En réalité, les Britanniques entretiennent le conflit en présentant la Russie comme un agresseur odieux dépourvu de toute cause juste, et en encourageant le régime de Kiev à poursuivre son massacre irresponsable.
On retrouve là le même scénario de l'intervention belliqueuse de l'ancien Premier ministre britannique Boris Johnson en avril 2022, qui a saboté un accord de paix préliminaire pour mettre fin au conflit, en persuadant le régime de Kiev de continuer à se battre. Un conflit qui devait durer quelques semaines s'est transformé en une guerre de quatre ans avec des millions de victimes.
En brandissant à plusieurs reprises le spectre d'une intervention militaire en Ukraine dans le cadre d'une "coalition de volontaires", Londres poursuit sa stratégie de sabotage d'un accord de paix négocié.

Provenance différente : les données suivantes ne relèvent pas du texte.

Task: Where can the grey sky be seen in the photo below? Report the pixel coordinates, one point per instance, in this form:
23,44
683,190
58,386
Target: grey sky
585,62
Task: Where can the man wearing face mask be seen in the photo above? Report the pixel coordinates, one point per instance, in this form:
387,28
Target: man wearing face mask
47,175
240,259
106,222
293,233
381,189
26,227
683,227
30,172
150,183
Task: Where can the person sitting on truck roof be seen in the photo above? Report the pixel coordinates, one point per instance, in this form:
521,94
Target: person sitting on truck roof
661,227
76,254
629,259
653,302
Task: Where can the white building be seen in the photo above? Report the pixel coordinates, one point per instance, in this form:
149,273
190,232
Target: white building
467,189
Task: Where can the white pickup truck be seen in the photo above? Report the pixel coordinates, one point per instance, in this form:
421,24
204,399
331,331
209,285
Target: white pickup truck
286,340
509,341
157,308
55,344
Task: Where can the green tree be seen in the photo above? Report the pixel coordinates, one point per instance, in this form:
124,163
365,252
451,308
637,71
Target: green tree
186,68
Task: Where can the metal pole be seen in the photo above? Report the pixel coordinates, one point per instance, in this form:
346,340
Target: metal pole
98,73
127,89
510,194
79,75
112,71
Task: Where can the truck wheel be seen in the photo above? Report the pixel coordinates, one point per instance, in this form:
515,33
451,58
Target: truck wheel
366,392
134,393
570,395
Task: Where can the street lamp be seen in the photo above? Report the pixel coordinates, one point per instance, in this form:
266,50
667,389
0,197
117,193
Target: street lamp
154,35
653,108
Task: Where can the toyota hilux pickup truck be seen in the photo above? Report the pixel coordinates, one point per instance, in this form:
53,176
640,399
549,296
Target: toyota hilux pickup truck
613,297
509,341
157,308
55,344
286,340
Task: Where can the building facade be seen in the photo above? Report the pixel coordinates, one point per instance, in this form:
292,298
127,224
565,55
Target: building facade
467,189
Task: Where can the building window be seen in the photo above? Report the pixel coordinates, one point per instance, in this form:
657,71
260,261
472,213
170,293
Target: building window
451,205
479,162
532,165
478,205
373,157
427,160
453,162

Un autre événement inquiétant est survenu cette semaine, lorsque les services du renseignement russe ont affirmé que la Grande-Bretagne et la France expédiaient secrètement des composants d'armes nucléaires en Ukraine. Les législateurs russes ont officiellement appelé les parlementaires britanniques, français et allemands à enquêter sur ces graves allégations. Si le régime de Kiev met la main sur de telles armes, les conséquences pourraient être catastrophiques. Nous avons déjà vu comment Kiev est prêt à bombarder les infrastructures pétrolières desservant la Hongrie et la Slovaquie, ainsi qu'à pilonner la plus grande centrale nucléaire civile d'Europe, à Zaporozhye, pour exercer un chantage terroriste désespéré.

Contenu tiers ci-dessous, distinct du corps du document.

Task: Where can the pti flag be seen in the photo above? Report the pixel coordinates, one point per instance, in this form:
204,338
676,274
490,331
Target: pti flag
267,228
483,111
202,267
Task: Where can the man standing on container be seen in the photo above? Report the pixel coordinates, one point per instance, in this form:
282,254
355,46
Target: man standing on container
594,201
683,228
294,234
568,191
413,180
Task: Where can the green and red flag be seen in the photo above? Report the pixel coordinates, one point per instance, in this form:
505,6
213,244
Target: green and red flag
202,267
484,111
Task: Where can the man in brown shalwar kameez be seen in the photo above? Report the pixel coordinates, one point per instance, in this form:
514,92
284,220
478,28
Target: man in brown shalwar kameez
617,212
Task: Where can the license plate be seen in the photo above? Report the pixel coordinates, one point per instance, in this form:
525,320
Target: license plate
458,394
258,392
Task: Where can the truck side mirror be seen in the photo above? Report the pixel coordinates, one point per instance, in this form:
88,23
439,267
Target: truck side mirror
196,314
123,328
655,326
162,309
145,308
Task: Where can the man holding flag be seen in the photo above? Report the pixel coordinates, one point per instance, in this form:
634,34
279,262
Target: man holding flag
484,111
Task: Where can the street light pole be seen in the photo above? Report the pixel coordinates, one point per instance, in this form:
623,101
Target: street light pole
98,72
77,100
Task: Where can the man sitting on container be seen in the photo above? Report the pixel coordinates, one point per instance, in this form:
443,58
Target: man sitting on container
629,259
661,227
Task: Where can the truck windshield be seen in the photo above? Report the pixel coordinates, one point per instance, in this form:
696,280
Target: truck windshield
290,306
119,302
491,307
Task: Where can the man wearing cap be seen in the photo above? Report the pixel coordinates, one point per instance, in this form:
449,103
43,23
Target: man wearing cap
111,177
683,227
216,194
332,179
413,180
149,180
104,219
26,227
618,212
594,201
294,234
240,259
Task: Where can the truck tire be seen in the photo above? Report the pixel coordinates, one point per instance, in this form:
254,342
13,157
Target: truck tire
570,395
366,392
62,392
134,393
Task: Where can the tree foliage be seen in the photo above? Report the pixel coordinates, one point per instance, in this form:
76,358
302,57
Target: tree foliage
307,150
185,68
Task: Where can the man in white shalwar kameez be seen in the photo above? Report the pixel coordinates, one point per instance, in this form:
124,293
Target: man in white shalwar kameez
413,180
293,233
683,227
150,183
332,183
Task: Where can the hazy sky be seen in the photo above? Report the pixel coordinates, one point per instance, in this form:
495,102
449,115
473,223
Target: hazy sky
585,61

Si les Américains de l'administration Trump semblent réaliser que la guerre par procuration en Ukraine est une impasse, ce n'est pas vraiment le cas des élites bellicistes et russophobes britanniques et européennes. Ils souhaitent que la guerre se poursuive, car ils ont investi tant de capital politique dans la "justification" de cette guerre par procuration qu'admettre leur défaite serait politiquement désastreux.

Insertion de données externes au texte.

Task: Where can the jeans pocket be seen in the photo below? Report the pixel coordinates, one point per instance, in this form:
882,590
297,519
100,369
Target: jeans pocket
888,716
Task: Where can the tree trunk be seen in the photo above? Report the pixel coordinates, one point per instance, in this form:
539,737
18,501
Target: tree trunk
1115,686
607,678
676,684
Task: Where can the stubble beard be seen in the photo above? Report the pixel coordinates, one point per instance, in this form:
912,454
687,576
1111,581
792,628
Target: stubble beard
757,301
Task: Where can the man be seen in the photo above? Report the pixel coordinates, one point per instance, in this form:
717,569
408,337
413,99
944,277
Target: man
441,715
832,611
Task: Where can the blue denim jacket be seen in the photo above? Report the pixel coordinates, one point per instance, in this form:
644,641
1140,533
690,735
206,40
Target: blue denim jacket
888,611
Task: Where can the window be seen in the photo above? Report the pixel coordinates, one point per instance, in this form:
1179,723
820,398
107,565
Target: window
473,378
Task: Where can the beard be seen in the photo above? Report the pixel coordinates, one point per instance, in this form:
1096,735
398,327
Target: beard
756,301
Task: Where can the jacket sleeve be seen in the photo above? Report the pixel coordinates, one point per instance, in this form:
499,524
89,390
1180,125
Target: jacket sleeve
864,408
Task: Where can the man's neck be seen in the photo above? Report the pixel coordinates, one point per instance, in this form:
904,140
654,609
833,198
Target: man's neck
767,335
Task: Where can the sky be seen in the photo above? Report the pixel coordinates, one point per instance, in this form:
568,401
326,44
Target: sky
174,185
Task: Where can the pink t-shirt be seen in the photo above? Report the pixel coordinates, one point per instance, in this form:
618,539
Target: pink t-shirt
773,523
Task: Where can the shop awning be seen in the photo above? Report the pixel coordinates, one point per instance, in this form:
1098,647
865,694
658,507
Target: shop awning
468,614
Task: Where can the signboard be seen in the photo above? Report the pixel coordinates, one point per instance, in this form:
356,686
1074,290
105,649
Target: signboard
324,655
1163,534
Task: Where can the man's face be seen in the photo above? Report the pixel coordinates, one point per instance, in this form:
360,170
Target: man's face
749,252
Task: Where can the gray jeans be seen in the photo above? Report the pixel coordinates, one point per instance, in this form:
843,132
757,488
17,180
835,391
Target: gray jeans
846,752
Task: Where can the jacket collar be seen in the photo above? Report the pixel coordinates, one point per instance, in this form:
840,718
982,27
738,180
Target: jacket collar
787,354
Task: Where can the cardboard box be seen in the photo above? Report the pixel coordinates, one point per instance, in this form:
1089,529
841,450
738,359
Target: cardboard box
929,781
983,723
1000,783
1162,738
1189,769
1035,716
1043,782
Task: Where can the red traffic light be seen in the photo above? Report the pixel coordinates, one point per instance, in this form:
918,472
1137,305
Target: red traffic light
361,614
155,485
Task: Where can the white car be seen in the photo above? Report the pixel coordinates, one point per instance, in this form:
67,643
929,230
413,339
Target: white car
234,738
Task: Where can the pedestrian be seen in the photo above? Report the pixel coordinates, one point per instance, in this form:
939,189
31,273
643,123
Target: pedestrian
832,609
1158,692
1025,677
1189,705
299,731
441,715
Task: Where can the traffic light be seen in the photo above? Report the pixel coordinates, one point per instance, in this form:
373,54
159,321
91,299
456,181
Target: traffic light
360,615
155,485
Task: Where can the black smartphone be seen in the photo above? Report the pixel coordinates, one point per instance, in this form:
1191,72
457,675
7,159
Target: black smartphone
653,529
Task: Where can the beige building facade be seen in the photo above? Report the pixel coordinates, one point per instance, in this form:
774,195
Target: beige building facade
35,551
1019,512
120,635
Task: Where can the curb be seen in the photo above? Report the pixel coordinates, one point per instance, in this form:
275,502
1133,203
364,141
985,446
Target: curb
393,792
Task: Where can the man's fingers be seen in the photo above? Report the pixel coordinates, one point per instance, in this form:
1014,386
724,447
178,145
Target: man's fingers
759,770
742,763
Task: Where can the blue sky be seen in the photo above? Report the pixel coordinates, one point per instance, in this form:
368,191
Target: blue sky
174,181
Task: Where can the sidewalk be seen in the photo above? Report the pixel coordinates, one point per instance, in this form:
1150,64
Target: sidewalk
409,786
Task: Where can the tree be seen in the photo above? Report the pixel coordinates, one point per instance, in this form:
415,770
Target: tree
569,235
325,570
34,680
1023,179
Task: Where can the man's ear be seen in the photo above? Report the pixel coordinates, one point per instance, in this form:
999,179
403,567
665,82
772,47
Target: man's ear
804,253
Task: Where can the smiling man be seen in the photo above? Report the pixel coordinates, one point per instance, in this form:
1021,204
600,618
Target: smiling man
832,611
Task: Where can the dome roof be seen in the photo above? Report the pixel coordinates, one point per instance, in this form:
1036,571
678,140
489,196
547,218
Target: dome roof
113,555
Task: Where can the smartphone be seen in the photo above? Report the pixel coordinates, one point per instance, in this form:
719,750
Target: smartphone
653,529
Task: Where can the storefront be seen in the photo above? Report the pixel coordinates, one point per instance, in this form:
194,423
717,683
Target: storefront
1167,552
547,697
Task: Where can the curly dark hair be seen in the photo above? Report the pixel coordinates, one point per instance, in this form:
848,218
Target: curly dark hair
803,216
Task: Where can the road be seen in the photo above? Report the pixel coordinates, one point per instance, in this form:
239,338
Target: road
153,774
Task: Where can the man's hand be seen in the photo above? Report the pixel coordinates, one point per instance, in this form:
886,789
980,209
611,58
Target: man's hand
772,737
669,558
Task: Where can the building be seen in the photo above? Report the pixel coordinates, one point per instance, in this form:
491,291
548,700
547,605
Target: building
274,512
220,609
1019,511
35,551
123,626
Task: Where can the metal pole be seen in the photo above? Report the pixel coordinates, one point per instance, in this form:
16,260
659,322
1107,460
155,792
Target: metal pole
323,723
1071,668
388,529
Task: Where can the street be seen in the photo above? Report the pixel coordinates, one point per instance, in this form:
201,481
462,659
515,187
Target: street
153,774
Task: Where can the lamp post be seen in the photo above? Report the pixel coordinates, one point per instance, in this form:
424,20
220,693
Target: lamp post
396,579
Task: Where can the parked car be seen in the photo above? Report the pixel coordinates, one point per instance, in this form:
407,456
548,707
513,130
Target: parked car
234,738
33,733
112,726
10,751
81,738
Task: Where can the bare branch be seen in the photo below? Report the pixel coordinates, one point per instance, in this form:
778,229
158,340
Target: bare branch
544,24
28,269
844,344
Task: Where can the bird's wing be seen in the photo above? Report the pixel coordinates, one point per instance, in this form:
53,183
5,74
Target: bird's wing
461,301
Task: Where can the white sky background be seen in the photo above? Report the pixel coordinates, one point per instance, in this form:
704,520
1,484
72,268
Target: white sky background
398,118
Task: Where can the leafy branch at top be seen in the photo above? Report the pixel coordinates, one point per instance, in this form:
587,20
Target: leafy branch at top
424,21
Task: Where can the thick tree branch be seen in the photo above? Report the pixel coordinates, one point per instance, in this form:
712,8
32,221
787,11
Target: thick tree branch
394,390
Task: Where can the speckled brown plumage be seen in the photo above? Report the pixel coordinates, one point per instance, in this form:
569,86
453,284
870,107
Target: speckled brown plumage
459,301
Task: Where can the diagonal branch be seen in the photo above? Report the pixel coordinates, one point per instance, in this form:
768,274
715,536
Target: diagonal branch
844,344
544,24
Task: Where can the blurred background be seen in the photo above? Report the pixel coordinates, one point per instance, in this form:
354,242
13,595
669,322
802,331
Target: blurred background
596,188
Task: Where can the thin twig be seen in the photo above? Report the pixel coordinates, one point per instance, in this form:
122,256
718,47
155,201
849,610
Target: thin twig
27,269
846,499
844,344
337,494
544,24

L'État britannique est déjà confronté à de profondes crises, inhérentes à son économie moribonde et aux retombées du scandale pédophile Epstein qui a ébranlé l'establishment britannique dans ses fondements. L'arrestation d'un membre de la famille royale et d'un ancien ministre pour leurs crimes liés au réseau d'Epstein est un événement que la BBC préfère minimiser, d'autant que la chaîne est elle-même impliquée dans ce réseau par l'intermédiaire de l'ancien présentateur et homme de main de la famille royale, Jimmy Savile, comme l'a souligné notre chroniqueur Raphaël Machado dans un article cette semaine.
L'interview accordée cette semaine par la BBC au président fantoche corrompu Zelensky tient du pur exercice de propagande de guerre. On peut même affirmer qu'elle incite de manière criminelle à l'agression. Si le conflit par procuration de l'OTAN en Ukraine n'est pas résolu, le risque d'une troisième guerre mondiale nucléaire pourrait être imminent.
Rien d'étonnant donc que les médias occidentaux, et en particulier la BBC, soient si méprisés par le public depuis quelques années. Le slogan promotionnel de la "Beeb" affirme qu'elle serait "la source d'information la plus fiable au monde". La chaîne devrait actualiser son crédo pour en faire la source d'information "la plus discréditée au monde".